So far so good on avoiding the righteous vengeance of Jahweh (or God as you may know him - he's touchy about people using his actual name -will I never learn), but He is notoriously difficult to predict and very random in his actions, successfully making it appear like He doesn't actually exist and everything just happens by blind chance. So I won't get too cocky yet. Having said that if Christ on a Bike pissed him off that much then you'd think he might have done something about it in 2001. We are dealing with a wily opponent here. He might wait years until He strikes me down, but when He does, you will know why He has done it.
I had a couple of abortive attempts at replying to D H (MRS) saying things like that from my understanding of Christianity her unforgiving and threatening nature might actually end up with her feeling the wrath of God. Or at least annoying him if He is as woolly and liberal as I suspect (there is a good chance I think, that God will turn out to be very similar to Andrew Collings and probably invented the world by mistake and believes in homeopathy despite there being no evidence for it or indeed Him). But it felt like I was unnecessarily stirring things up when D H (MRS) might already be a murderous psychopath already. It will be annoying to go all the way to Inverness just to get stabbed in the face by a nutcase who doesn't even understand her own religion properly. Then again, I did try to kill their monster so there might be more aggrieved Scotchmen and women waiting to get me. Hopefully I will get murdered by a fanatic early on in the tour to save me the trouble of actually having to do it - but if you could wait until it's on DVD before you kill me so I at least make some money out of it.
And thanks to all those of you who have preordered Hitler Moustache
via gofasterstripe. You will all be rewarded in Heaven. For it is written and so it must be shall.
I didn't have too much more to do on the script and had hoped I might even get time to start thinking about the next one, but my brain wasn't playing ball and I made very heavy weather of it all. Whilst I have plenty of material this time round it's been difficult to get it all into a cohesive argument, mainly because Englishness and the English lack of enthusiasm for celebrating it, is a massively complicated business and one that I am unlikely to clarify in a 27 minute comedy show. I think there's a lot of funny stuff in there though and this might be my favourite show yet. But still there's a sick feeling in my stomach about all I have to get done once this is over. I very much need a break, but unless some massive new project suddenly appears in my in-tray then I will be able to take my foot off the gas after the first
AIOTM.
So a day stuck in my attic, struggling to write and eating too much chocolate in the mistaken belief that that would somehow help or make me feel better - it did neither. Not much to write about.

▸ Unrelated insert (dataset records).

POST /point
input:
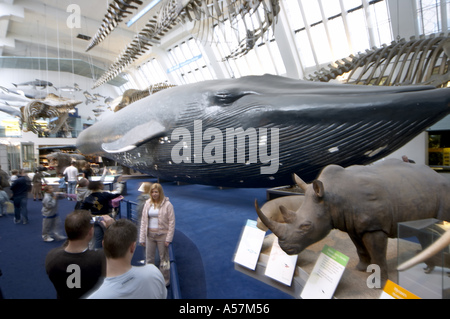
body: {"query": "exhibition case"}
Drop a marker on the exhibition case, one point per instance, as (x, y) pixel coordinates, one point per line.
(429, 279)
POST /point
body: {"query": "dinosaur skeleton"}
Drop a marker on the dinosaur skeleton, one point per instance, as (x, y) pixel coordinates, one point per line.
(52, 107)
(418, 61)
(132, 95)
(207, 14)
(117, 10)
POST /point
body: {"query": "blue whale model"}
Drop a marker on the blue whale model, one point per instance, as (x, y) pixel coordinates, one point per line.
(256, 131)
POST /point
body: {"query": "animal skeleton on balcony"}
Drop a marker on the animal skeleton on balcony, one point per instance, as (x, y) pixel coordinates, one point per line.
(207, 14)
(418, 61)
(133, 95)
(52, 107)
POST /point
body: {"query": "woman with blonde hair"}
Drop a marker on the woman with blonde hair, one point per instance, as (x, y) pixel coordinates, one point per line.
(157, 228)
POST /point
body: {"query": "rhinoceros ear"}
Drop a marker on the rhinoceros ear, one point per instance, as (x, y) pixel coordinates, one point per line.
(318, 188)
(288, 215)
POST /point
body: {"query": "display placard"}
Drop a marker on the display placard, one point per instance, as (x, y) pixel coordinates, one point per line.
(280, 266)
(250, 244)
(326, 274)
(393, 291)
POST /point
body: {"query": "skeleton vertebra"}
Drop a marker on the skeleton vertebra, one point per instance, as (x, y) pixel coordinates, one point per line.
(206, 13)
(418, 61)
(132, 95)
(117, 10)
(51, 107)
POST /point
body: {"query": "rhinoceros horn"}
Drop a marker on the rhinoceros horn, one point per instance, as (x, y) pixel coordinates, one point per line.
(279, 229)
(429, 252)
(300, 182)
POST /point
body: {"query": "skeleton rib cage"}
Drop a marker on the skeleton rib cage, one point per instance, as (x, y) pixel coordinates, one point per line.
(418, 61)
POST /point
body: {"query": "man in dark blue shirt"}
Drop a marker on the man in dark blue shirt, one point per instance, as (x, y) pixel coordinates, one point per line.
(20, 188)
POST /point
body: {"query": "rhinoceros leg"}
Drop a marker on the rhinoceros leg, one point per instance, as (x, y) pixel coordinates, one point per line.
(363, 254)
(376, 244)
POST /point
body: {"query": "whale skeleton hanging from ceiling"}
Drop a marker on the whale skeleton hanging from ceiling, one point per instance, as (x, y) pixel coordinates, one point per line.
(422, 60)
(117, 11)
(206, 14)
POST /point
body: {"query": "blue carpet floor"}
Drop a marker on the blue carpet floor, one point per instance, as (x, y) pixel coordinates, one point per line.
(209, 222)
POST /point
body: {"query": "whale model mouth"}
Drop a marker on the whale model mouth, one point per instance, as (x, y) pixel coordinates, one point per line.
(295, 126)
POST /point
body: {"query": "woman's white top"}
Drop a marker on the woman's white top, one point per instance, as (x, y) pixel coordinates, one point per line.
(153, 217)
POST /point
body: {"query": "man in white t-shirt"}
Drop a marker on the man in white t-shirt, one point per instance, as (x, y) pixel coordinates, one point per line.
(124, 281)
(72, 178)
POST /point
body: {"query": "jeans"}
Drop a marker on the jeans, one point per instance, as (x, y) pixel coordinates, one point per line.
(71, 187)
(20, 208)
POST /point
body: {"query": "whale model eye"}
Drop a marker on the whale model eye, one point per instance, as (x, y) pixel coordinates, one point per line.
(224, 98)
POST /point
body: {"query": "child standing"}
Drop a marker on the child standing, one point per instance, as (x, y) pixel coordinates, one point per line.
(3, 200)
(62, 183)
(50, 215)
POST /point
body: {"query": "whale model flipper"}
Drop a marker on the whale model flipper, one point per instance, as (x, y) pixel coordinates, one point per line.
(135, 137)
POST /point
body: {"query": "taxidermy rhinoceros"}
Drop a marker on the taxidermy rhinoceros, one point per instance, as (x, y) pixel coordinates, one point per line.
(367, 202)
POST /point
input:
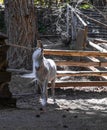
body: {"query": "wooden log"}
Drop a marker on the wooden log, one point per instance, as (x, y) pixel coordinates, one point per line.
(60, 84)
(81, 73)
(5, 76)
(100, 41)
(95, 69)
(74, 53)
(94, 20)
(97, 47)
(4, 48)
(81, 63)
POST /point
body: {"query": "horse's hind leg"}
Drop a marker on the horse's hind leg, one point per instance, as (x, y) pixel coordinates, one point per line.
(53, 89)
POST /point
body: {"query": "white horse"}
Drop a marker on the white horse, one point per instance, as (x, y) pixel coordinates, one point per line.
(45, 71)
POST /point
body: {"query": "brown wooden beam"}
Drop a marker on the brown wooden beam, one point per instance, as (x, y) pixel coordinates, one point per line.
(60, 84)
(74, 53)
(81, 73)
(81, 63)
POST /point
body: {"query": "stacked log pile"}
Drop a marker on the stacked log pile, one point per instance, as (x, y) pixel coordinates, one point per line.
(5, 77)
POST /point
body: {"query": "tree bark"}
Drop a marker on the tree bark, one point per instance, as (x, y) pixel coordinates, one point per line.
(21, 30)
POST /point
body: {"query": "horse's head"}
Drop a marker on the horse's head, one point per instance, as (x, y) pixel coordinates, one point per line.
(38, 56)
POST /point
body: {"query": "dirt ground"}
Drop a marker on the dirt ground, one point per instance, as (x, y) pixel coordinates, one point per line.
(75, 108)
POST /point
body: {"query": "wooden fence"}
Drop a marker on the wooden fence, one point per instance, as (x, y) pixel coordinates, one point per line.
(96, 65)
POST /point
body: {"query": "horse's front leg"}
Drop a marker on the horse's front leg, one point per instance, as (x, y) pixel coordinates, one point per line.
(44, 93)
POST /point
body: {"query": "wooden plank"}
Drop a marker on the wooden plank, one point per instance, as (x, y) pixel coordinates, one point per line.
(95, 69)
(81, 63)
(97, 47)
(81, 73)
(5, 76)
(100, 41)
(59, 84)
(74, 53)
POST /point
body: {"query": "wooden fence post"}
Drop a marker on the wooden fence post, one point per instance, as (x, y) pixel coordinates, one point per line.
(5, 76)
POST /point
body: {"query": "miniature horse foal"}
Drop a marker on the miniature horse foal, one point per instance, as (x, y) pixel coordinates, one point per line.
(45, 71)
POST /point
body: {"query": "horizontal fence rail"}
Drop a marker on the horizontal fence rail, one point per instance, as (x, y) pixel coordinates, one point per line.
(94, 63)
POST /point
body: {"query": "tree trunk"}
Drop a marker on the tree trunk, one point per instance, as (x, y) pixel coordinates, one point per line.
(21, 31)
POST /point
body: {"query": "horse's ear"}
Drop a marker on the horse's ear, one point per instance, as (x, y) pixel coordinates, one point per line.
(39, 44)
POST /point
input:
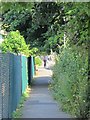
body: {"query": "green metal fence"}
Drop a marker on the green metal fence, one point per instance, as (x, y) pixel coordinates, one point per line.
(13, 81)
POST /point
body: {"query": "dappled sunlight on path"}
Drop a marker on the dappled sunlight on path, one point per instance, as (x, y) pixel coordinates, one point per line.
(40, 104)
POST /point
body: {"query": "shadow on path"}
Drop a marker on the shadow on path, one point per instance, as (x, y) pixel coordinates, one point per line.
(40, 104)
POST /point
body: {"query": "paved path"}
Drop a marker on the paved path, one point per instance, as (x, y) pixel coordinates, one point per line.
(41, 104)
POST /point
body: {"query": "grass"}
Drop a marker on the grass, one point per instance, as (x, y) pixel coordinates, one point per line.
(18, 112)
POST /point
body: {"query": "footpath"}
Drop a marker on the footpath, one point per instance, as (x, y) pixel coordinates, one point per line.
(41, 104)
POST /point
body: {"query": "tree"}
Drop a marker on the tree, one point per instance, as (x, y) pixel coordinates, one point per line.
(15, 43)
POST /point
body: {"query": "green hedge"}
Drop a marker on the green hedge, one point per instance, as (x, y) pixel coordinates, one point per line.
(38, 61)
(70, 81)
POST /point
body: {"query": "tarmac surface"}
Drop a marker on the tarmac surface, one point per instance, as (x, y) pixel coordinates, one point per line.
(41, 104)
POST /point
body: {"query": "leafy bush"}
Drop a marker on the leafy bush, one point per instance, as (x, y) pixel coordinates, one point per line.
(38, 61)
(70, 81)
(15, 43)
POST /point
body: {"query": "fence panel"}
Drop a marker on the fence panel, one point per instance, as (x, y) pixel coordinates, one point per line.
(24, 73)
(13, 82)
(0, 87)
(11, 79)
(16, 81)
(5, 84)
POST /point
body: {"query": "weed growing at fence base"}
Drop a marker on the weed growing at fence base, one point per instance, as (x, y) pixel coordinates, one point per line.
(18, 112)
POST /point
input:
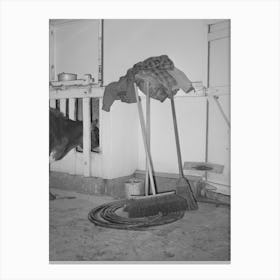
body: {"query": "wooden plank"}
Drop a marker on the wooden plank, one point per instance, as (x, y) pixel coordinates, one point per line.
(86, 136)
(169, 175)
(218, 91)
(223, 33)
(72, 116)
(80, 92)
(219, 25)
(63, 106)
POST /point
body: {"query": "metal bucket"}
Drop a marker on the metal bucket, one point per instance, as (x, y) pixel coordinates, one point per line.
(134, 187)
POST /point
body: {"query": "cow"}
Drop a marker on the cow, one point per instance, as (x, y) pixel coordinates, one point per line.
(66, 134)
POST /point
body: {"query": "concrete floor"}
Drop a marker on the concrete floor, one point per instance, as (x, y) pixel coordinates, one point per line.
(202, 235)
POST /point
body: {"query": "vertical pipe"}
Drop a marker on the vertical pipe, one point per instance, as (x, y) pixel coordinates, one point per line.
(86, 136)
(178, 149)
(100, 52)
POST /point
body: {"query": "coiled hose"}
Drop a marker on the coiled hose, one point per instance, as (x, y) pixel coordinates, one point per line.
(105, 216)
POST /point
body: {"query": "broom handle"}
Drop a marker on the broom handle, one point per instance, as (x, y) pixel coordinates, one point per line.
(148, 131)
(181, 173)
(142, 123)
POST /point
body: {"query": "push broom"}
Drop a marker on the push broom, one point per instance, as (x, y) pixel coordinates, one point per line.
(156, 203)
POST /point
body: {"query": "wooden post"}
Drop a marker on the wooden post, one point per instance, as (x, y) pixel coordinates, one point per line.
(63, 106)
(221, 110)
(100, 51)
(72, 116)
(86, 136)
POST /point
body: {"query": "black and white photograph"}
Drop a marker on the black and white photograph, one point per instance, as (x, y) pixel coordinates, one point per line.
(139, 140)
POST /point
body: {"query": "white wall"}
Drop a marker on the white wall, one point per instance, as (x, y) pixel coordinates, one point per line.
(127, 42)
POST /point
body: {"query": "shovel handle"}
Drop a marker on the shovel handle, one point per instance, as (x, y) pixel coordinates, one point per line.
(142, 123)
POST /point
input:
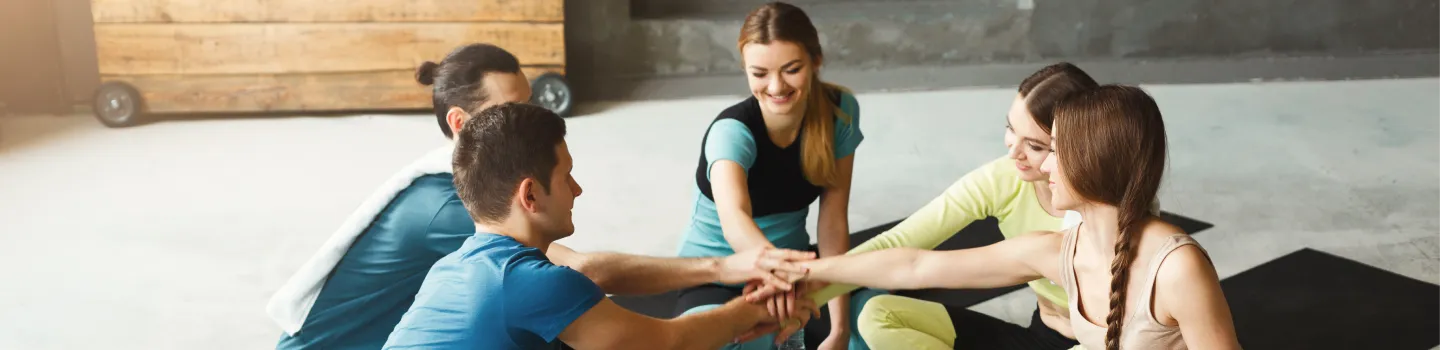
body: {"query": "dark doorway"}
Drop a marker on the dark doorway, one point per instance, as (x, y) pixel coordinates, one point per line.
(48, 61)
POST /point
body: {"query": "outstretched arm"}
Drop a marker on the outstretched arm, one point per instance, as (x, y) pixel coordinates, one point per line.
(834, 239)
(609, 326)
(732, 195)
(625, 274)
(964, 202)
(1008, 262)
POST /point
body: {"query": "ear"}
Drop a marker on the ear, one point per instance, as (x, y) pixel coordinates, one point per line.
(455, 118)
(529, 193)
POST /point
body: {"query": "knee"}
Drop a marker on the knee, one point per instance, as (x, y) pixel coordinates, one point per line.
(877, 313)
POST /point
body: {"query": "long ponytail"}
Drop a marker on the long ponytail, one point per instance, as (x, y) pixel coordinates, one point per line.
(1110, 143)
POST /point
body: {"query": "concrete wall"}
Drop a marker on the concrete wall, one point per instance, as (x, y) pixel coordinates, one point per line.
(617, 41)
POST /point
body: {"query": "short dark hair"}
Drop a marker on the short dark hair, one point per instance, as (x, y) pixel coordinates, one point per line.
(1049, 87)
(460, 78)
(500, 147)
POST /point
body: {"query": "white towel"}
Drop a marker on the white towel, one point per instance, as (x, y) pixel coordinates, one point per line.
(291, 304)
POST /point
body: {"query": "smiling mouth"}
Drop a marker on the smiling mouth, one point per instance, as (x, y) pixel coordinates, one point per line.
(781, 98)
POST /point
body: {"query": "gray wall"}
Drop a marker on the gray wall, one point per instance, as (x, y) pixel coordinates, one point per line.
(618, 41)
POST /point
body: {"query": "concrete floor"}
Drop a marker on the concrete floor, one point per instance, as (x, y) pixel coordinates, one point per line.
(173, 235)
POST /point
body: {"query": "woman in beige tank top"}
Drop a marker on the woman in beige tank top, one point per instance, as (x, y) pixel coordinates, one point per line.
(1108, 160)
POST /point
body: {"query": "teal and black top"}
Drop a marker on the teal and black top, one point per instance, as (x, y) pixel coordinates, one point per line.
(779, 193)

Incredibly I have managed 12 weeks without a drink of alcohol and it's been pretty easy. Largely because I am now a boring old man who doesn't go out every night any more and so doesn't have the temptations. I am just one week away from having made it through a quarter of my 44th year without the support and impediment of sweet, sweet alcohol. How long will this continue? Luckily I drank enough in the previous 43 years that I am still full up, but I don't know how long those reserves will last. But as yet, absolutely no compunction to return to my old ways. Have a drink for me to celebrate 84 days of sobriety. I really need to give up chocolate though if I am going to become healthy. Or maybe just give up work. Maybe head to a desert island on my own for a couple of years. That should sort me out.
Maybe I just need to find God. Though He'd be encouraging me to get back on the sauce, drinking His son's blood. The perverted cannibal.